South Africa were penalised five runs for ball-tampering on the third day of the second Test against Pakistan in Dubai. Faf du Plessis was the player in the centre of the controversy and the ICC said its ruling on the incident will be announced tomorrow.
The ICC confirmed that the five-run penalty and the change of ball after 30 overs was due to ball-tampering. "As per 42.1 of the ICC playing conditions, the umpires replaced the ball and fined South Africa team five penalty runs for ball-tampering," an ICC spokesperson said.
The incident took place at the start of the 31st over of Pakistan's innings, two overs after tea, when umpires Ian Gould and Rod Tucker called South African captain Graeme Smith for a chat.

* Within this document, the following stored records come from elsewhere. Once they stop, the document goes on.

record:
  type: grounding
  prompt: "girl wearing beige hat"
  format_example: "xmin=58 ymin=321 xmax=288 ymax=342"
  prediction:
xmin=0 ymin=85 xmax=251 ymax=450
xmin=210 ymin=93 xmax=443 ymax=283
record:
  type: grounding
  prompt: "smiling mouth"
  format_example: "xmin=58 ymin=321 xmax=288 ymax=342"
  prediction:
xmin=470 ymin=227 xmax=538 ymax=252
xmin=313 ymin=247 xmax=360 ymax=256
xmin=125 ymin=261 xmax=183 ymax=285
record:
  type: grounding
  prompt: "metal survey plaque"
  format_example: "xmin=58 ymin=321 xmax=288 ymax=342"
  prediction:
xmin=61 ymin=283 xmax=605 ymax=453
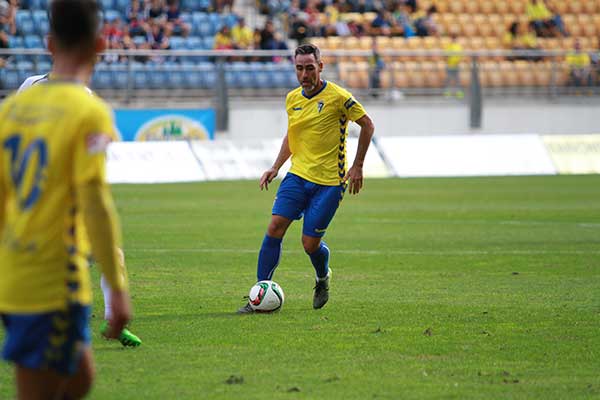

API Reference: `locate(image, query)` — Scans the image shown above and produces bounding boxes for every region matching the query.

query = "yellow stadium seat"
[565,0,583,14]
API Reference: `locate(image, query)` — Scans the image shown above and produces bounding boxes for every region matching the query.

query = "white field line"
[125,247,600,256]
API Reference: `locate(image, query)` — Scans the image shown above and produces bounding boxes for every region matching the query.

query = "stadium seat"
[15,10,35,36]
[113,0,131,15]
[92,62,112,89]
[108,63,129,89]
[104,9,122,21]
[32,10,50,36]
[24,35,44,49]
[165,63,185,89]
[0,64,23,90]
[98,0,114,12]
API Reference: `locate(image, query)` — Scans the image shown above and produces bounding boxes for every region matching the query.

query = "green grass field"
[0,176,600,400]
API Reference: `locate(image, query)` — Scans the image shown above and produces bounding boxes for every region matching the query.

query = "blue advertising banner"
[115,109,215,142]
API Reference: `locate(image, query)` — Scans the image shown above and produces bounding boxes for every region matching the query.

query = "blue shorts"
[272,173,345,237]
[2,304,91,375]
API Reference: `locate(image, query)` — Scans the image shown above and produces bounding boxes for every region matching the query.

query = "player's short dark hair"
[294,43,321,62]
[48,0,100,51]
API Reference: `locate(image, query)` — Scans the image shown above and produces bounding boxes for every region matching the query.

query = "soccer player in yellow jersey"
[0,0,131,399]
[18,78,142,347]
[238,44,375,314]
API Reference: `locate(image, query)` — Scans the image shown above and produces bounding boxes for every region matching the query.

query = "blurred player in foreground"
[18,39,142,347]
[238,44,375,314]
[0,0,131,399]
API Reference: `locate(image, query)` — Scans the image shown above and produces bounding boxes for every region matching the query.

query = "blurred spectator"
[504,21,541,61]
[369,37,385,97]
[125,0,150,36]
[213,25,233,50]
[290,13,310,45]
[348,20,366,37]
[0,0,17,52]
[260,19,275,50]
[166,0,192,37]
[525,0,553,37]
[546,1,569,37]
[566,39,592,87]
[148,20,171,50]
[415,6,438,36]
[231,17,254,50]
[393,3,415,38]
[148,0,167,25]
[369,8,393,36]
[444,32,465,99]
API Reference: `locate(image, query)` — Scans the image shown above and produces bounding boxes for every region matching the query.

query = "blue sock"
[309,241,329,278]
[256,235,282,281]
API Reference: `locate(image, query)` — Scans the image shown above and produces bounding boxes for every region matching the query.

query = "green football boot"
[100,320,142,347]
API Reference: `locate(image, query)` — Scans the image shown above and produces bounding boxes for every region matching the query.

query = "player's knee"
[302,236,321,254]
[267,220,286,238]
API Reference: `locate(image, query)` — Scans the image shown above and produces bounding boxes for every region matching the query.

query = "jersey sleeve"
[73,103,116,185]
[341,90,367,121]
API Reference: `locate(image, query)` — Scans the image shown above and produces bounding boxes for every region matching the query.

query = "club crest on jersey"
[85,133,112,154]
[317,100,325,113]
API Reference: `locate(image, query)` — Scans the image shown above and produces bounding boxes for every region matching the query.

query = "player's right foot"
[236,303,254,314]
[313,270,331,310]
[100,321,142,347]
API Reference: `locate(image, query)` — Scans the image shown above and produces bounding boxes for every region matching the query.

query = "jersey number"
[4,135,48,211]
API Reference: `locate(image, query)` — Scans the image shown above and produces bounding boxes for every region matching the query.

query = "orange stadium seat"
[565,0,583,14]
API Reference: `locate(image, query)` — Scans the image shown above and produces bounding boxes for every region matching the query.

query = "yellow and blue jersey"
[0,81,115,313]
[286,81,366,186]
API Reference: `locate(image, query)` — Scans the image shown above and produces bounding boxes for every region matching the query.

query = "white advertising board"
[107,142,205,183]
[378,134,556,177]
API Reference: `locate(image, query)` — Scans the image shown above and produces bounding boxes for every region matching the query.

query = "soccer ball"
[248,281,285,312]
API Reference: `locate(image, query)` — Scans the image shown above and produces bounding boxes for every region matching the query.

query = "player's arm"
[260,133,292,190]
[343,114,375,194]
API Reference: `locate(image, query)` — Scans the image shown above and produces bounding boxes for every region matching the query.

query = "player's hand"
[260,167,279,190]
[342,165,363,194]
[106,290,131,339]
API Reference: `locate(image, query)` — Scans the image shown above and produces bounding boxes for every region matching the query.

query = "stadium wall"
[226,97,600,139]
[107,134,600,183]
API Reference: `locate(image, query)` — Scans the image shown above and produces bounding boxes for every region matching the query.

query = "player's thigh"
[302,186,344,237]
[272,173,308,220]
[2,304,90,398]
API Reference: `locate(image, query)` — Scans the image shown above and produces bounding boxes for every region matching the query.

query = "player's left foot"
[313,270,331,310]
[100,321,142,347]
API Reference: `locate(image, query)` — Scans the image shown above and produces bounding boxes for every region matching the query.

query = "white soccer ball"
[248,281,285,312]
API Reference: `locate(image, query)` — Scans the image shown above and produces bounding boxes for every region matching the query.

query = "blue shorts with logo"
[2,304,91,375]
[272,173,345,237]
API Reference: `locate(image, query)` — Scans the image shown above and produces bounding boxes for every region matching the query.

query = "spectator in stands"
[260,19,275,50]
[148,20,171,50]
[125,0,150,36]
[369,37,385,97]
[525,0,553,37]
[290,13,310,46]
[393,3,415,38]
[504,21,541,61]
[148,0,167,25]
[566,39,592,87]
[546,1,569,37]
[415,5,438,37]
[444,31,465,99]
[231,17,254,50]
[0,0,17,54]
[213,25,233,50]
[166,0,192,37]
[369,8,394,36]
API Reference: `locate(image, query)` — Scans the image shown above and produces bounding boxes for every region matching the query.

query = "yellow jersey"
[285,81,366,186]
[0,81,116,313]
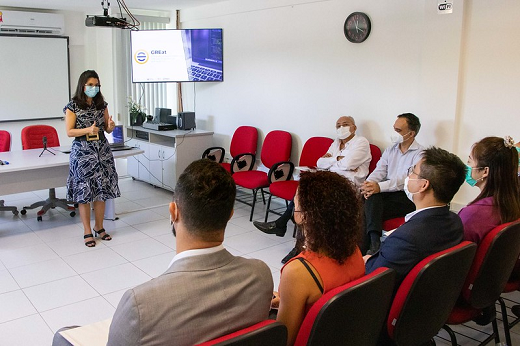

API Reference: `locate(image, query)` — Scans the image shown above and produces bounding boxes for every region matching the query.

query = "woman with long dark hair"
[272,171,365,345]
[65,70,120,247]
[459,136,520,244]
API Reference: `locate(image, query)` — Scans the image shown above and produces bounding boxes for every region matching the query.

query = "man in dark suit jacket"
[364,147,466,287]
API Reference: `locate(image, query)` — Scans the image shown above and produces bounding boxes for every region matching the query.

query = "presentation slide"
[132,30,191,83]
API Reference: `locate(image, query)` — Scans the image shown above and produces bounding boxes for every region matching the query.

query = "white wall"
[181,0,520,208]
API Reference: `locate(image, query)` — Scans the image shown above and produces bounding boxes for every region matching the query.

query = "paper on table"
[60,318,112,346]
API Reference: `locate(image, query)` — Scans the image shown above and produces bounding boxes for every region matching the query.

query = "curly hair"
[295,171,361,264]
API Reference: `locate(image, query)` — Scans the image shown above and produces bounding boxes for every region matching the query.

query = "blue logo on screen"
[134,49,148,64]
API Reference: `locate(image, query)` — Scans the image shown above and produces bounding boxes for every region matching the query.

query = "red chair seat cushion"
[233,171,269,190]
[446,301,482,324]
[220,162,231,173]
[269,180,299,201]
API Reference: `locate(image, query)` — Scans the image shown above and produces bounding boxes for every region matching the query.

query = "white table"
[0,146,144,218]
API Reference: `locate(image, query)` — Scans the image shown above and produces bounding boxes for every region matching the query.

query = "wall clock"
[343,12,372,43]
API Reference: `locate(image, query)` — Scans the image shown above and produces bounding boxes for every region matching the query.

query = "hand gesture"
[107,116,116,132]
[88,121,99,136]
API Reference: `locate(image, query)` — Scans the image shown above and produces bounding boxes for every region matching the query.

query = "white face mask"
[390,132,410,144]
[404,177,422,202]
[336,126,352,139]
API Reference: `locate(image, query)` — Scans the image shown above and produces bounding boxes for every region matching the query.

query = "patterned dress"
[66,101,121,203]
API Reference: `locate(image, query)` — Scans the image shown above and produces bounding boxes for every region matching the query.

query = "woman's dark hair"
[295,171,361,264]
[72,70,105,109]
[471,137,520,223]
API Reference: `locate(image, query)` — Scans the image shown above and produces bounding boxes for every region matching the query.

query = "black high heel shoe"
[83,233,96,247]
[92,228,112,241]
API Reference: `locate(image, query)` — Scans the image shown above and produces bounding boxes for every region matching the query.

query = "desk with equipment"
[0,146,144,219]
[126,126,213,191]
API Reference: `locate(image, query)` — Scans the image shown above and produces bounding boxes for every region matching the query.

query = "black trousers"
[364,191,415,243]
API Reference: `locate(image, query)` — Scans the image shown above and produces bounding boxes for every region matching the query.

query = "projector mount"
[85,0,141,30]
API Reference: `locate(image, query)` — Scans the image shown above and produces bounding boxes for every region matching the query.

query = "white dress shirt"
[316,135,372,187]
[367,140,424,192]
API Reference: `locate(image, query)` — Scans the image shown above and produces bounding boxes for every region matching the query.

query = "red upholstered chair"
[294,267,395,346]
[387,241,477,346]
[265,137,333,222]
[197,320,287,346]
[21,125,76,221]
[0,130,18,215]
[443,222,520,345]
[233,130,292,221]
[202,126,258,173]
[368,144,381,174]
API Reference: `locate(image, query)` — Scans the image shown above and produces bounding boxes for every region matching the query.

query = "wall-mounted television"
[130,29,224,83]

The fourth umpire, Shozab Raza, brought a box of balls onto the field and a new one was selected for use.
No individual player has been charged yet but television images showed du Plessis rubbing the ball allegedly on the zipper of his trouser pocket.
The playing conditions (see sidebar) dealing with ball-tampering were changed recently, coming into effect only from October 1. Any player found guilty of ball-tampering, which is a Level Two offence, will be fined 50 to 100% of his match fee and/or get a ban of one Test or two ODIs or two Twenty20s, whichever come first.
South Africa were well in control of the Test, having taken a commanding 418-run first-innings lead, when the incident occurred.
The only other time a team was handed a five-run penalty for ball-tampering was in the infamous Oval Test in 2006, in which Pakistan refused to take the field after the umpires deemed that the seam on the ball had been raised.